One of our clients hit the limit within days of launch, 3 users is way too low.
I completely missed this setting (we have a closed forum, users are moderated after signup, so I completely skipped the “Spam” part of the settings) when setting up. I only found out by chance, when someone reported via our support-desk.
I suggest to up this to something higher (e.g. 25) by default, if spam turns out to be a problem, users will find this setting and can consciously set it lower.
If Discourse is hosted on the internet, and you have a diverse user base, you’re fine.
If Discourse is hosted internally, and your users are on your intranet, you’re also fine, as Discourse will still see all users coming from their own IP addresses.
If Discourse is hosted externally, and a large portion of your users are behind NAT and therefore share an IP address, you could run into this – but only if no user from that IP address is a staff member or has earned trust level 2, which seems very unlikely if your whole user base is basically coming from a single IP address.
This is an incorrect characterisation of the situation. It would be more accurate to say, “if you are using Discourse, hosted on in the Internet, in a large organisation which is all stuck behind a NAT gateway that only has a single IP address, which hasn’t been whitelisted, and isn’t using a proxy capable of setting X-Forwarded-For and being trusted, and doesn’t have IPv6, and somehow hasn’t managed to trip any of the auto-whitelisting functionality designed to avoid this particular scenario”. But that’s less catchy.
Conversely, if your NAT turns out to be a problem, users will find this setting and can consciously set it higher.

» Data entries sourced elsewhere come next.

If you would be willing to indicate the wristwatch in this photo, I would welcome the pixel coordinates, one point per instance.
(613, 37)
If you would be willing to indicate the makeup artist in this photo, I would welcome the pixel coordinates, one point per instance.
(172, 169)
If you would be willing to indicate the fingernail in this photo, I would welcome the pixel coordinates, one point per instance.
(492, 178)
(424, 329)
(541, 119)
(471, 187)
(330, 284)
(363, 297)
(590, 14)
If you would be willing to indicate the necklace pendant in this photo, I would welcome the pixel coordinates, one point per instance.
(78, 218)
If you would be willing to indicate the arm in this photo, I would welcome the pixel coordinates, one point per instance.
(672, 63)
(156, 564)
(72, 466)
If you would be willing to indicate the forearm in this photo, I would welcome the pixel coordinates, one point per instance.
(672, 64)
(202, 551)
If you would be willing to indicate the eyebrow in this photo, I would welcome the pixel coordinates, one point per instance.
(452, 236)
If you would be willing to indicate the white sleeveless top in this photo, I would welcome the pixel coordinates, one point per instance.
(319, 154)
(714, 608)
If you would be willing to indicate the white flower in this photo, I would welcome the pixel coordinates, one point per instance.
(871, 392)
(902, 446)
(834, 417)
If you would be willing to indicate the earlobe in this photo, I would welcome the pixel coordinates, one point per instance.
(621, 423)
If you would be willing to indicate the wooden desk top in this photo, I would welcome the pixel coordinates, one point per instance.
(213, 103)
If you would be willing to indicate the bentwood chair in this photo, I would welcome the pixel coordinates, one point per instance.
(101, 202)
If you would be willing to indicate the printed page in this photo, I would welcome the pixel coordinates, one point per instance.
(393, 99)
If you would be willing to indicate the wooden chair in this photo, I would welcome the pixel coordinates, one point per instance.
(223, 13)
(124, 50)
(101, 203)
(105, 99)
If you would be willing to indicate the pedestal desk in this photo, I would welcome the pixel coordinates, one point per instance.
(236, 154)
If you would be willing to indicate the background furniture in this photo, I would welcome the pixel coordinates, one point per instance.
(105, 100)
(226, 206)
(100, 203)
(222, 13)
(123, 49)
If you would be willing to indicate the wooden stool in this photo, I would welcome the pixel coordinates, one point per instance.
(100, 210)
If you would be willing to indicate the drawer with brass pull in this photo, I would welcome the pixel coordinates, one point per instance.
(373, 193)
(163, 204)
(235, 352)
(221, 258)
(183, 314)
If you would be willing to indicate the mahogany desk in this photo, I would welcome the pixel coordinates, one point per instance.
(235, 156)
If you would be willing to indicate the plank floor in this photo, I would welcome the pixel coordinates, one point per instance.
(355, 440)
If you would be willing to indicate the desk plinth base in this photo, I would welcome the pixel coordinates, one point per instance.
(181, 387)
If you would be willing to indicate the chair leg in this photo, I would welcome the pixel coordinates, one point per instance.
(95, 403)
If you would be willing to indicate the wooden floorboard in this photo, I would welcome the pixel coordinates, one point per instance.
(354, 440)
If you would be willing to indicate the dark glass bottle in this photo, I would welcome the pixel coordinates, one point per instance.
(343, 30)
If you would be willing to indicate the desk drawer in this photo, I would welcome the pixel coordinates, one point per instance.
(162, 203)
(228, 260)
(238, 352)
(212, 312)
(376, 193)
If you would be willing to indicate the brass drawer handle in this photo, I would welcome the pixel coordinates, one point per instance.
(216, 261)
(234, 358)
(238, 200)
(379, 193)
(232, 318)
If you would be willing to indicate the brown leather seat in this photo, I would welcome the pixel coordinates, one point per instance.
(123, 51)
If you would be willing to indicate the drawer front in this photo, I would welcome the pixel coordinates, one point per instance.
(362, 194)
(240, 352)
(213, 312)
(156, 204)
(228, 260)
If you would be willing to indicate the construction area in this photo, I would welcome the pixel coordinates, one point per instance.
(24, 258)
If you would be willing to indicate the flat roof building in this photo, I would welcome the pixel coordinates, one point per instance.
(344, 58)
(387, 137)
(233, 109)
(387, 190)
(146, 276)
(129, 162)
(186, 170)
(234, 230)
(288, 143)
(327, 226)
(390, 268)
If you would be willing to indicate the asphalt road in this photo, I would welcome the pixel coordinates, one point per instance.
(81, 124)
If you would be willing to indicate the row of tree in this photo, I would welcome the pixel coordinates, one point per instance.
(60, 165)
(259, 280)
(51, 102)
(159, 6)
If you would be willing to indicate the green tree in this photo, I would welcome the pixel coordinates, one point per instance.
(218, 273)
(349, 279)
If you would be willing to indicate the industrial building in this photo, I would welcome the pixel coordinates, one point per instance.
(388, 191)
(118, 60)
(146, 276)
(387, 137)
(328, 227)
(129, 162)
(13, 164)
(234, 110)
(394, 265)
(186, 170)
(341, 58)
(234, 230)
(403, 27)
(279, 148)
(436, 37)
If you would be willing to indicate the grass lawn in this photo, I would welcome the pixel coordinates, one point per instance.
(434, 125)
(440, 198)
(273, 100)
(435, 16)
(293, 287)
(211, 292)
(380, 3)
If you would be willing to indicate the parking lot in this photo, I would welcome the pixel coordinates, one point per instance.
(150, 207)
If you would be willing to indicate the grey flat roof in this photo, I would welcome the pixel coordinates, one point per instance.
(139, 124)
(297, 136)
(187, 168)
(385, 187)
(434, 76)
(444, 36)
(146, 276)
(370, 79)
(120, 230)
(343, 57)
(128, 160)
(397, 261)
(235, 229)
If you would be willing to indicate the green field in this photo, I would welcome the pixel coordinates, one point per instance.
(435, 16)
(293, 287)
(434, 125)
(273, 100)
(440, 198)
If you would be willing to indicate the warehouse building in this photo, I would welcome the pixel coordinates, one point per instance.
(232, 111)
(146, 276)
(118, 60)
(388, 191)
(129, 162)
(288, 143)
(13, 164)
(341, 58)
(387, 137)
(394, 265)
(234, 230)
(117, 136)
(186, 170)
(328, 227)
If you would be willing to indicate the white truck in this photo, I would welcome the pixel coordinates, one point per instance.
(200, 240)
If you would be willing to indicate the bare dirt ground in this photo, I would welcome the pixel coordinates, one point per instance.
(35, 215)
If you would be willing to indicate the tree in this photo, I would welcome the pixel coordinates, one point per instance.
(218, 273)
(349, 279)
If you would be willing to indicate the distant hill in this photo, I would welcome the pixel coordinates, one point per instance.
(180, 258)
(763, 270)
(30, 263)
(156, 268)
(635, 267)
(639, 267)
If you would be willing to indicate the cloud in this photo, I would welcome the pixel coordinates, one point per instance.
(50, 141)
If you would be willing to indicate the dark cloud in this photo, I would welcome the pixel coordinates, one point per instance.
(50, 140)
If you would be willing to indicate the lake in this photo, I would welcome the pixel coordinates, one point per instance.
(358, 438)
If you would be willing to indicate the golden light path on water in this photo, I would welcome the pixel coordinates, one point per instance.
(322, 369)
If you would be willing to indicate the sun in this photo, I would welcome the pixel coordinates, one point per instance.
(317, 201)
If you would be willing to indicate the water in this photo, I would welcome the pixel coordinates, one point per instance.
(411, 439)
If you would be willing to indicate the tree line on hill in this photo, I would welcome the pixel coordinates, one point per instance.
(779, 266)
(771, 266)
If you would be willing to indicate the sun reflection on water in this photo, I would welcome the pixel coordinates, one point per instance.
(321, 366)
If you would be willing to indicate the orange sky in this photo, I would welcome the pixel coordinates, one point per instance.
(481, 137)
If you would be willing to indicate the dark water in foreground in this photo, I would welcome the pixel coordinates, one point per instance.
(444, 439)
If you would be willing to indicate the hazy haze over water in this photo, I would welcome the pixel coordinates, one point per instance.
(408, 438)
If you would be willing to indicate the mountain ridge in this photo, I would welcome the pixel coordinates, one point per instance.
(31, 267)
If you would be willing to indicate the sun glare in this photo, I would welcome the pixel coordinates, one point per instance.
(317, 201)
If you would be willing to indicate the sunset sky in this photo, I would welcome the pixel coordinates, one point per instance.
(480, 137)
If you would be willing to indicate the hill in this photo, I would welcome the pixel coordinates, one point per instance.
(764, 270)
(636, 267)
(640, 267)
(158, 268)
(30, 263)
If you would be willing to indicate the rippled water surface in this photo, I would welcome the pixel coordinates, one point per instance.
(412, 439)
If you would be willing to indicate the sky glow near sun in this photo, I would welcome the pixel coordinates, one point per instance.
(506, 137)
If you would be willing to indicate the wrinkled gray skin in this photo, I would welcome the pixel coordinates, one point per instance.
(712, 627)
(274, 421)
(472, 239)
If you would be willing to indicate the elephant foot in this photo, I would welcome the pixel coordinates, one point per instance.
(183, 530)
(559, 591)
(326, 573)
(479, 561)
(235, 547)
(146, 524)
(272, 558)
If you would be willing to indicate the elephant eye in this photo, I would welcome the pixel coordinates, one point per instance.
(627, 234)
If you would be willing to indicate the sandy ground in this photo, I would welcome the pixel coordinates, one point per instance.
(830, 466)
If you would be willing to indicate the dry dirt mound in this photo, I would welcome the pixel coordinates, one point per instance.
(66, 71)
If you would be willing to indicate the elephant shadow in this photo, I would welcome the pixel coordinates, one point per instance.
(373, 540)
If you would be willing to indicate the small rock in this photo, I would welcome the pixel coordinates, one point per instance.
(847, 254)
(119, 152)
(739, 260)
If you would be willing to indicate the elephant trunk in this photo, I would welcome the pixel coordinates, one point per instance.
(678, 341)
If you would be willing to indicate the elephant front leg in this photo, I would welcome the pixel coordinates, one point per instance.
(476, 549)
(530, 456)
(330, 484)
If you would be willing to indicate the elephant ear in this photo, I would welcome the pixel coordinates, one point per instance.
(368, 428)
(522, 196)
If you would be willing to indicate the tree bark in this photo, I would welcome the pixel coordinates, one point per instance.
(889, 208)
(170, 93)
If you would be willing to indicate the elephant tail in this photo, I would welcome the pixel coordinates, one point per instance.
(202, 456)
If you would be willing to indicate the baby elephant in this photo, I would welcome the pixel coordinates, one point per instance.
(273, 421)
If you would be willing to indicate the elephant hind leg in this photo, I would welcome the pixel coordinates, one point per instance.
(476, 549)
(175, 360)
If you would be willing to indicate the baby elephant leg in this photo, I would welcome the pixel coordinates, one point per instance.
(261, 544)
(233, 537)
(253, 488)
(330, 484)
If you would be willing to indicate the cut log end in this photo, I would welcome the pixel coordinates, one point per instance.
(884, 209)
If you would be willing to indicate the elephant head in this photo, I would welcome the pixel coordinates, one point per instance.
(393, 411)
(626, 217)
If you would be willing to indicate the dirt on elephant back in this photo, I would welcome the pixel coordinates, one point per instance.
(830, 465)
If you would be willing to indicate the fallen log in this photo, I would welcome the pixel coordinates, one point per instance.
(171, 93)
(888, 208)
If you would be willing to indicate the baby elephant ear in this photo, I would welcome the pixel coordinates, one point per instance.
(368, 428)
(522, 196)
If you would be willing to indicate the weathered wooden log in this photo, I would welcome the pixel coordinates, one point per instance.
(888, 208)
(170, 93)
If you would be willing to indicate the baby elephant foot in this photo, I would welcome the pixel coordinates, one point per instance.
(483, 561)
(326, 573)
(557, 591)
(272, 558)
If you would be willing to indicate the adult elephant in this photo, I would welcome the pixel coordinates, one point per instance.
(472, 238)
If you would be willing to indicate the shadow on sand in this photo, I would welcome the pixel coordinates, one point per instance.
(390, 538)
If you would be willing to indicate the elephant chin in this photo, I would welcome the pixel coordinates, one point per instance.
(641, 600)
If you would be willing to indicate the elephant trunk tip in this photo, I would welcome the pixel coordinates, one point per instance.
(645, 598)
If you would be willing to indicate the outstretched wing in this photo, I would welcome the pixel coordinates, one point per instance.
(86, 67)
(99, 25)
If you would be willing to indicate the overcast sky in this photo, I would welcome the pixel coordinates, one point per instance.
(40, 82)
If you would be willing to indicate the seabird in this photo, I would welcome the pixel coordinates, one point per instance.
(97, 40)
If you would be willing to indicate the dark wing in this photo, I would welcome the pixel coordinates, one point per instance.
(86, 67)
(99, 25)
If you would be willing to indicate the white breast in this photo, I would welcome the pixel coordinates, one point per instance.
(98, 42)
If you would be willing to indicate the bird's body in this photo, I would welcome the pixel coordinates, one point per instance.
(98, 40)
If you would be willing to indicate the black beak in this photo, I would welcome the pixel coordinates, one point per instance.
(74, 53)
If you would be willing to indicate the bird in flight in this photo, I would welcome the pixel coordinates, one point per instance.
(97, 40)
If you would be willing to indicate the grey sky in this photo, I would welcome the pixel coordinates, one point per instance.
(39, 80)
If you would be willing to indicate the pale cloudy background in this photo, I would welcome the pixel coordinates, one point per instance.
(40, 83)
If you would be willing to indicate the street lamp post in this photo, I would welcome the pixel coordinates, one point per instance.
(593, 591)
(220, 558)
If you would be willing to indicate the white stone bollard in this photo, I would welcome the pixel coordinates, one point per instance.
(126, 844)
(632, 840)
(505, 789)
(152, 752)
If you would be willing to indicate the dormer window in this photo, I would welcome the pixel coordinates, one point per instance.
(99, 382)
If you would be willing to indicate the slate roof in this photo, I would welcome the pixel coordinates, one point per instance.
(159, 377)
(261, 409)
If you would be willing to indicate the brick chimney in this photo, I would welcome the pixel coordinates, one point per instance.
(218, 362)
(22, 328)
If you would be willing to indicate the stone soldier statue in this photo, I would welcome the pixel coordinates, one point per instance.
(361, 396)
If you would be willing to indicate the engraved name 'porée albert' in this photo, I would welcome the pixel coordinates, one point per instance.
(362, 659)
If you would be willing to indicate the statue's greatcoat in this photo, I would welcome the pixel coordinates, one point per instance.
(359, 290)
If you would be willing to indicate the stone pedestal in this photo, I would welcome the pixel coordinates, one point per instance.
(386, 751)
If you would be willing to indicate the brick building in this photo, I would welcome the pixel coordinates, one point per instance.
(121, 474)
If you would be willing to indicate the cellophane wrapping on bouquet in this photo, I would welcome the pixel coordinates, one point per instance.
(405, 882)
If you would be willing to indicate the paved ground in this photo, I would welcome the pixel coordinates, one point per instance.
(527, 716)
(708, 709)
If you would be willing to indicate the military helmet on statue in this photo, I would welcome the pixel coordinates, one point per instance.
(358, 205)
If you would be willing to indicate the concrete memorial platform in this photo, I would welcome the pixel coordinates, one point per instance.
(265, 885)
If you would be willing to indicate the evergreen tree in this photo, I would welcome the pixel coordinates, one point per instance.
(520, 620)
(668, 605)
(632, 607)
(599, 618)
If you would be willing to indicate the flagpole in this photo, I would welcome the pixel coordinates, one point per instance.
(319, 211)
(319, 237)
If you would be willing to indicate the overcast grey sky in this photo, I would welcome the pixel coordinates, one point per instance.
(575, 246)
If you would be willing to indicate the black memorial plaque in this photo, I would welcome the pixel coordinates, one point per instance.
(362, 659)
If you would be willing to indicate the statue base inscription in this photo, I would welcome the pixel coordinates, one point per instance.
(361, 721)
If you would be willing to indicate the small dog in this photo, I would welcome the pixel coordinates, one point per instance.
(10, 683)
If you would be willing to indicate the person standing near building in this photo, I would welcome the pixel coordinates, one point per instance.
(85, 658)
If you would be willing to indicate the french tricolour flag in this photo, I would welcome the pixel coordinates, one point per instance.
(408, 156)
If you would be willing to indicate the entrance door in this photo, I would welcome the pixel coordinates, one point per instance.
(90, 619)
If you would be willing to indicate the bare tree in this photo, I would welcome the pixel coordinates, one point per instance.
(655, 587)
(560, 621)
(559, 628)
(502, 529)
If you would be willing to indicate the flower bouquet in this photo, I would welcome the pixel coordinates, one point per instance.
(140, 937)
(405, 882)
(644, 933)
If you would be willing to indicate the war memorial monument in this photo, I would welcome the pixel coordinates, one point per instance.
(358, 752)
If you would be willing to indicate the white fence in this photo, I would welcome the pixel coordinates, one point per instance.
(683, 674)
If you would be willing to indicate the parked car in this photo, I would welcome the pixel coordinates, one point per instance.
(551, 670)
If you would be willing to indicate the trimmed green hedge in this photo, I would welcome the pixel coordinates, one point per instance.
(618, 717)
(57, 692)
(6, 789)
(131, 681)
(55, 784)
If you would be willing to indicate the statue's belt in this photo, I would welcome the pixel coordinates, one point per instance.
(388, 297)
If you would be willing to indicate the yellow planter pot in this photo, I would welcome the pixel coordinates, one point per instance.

Or deploy IPv6.
Or in my case “if you are using Discourse, hosted on the internet, and invite a couple people at a client to join your new community” ← not a very strange usecase, is it?
Sure, which is why it’s a site setting, and not a hard-coded value buried deep in the code. It’s also quite different from the scenario you described originally.
Fine, don’t change it, it’s indeed no longer a problem for me now that I know about it, just thought I’d help with a (in my opinion) useful tweak of the default setting
I saw that and I think the intent behind this was quite elegant.
That said, I reported to you that there is a blind spot in the reasoning: if more than three people from a new company (same location, same IP-address, not seen before) sign up in a short time, then the default value prevents them from doing so. This is a bad first impression to your new members.
I understand this, I am (trying to) arguing that the tradeoff-point needs tweaking
As an admin of my forum, I’ve never recieved any notifications about exceeding any limits on default settings for versions 1.8.x-1.9.x. And I’ve never seen any mentions in admin panel. May it indicate that all 1500 users were registered smoothly and nobody was banned?
I have some reasonable questions on it:
Do users receive a notification in case of exceeding the limit for their IP address?
Do admins receive a notification in case of exceeding the limit by some users attempts to register?
Is anywhere logged blocked IPs due to exceeding the limit?
In case of incorrect configured external proxy Discourse may get always 127.0.0.1 as an IP for all users. My forum had been working with bad configured nginx for months until I fixed it.
In some cases of SSO, there is no registration IP address passed by SSO-host to Discourse. Is it possible a hole for spammers?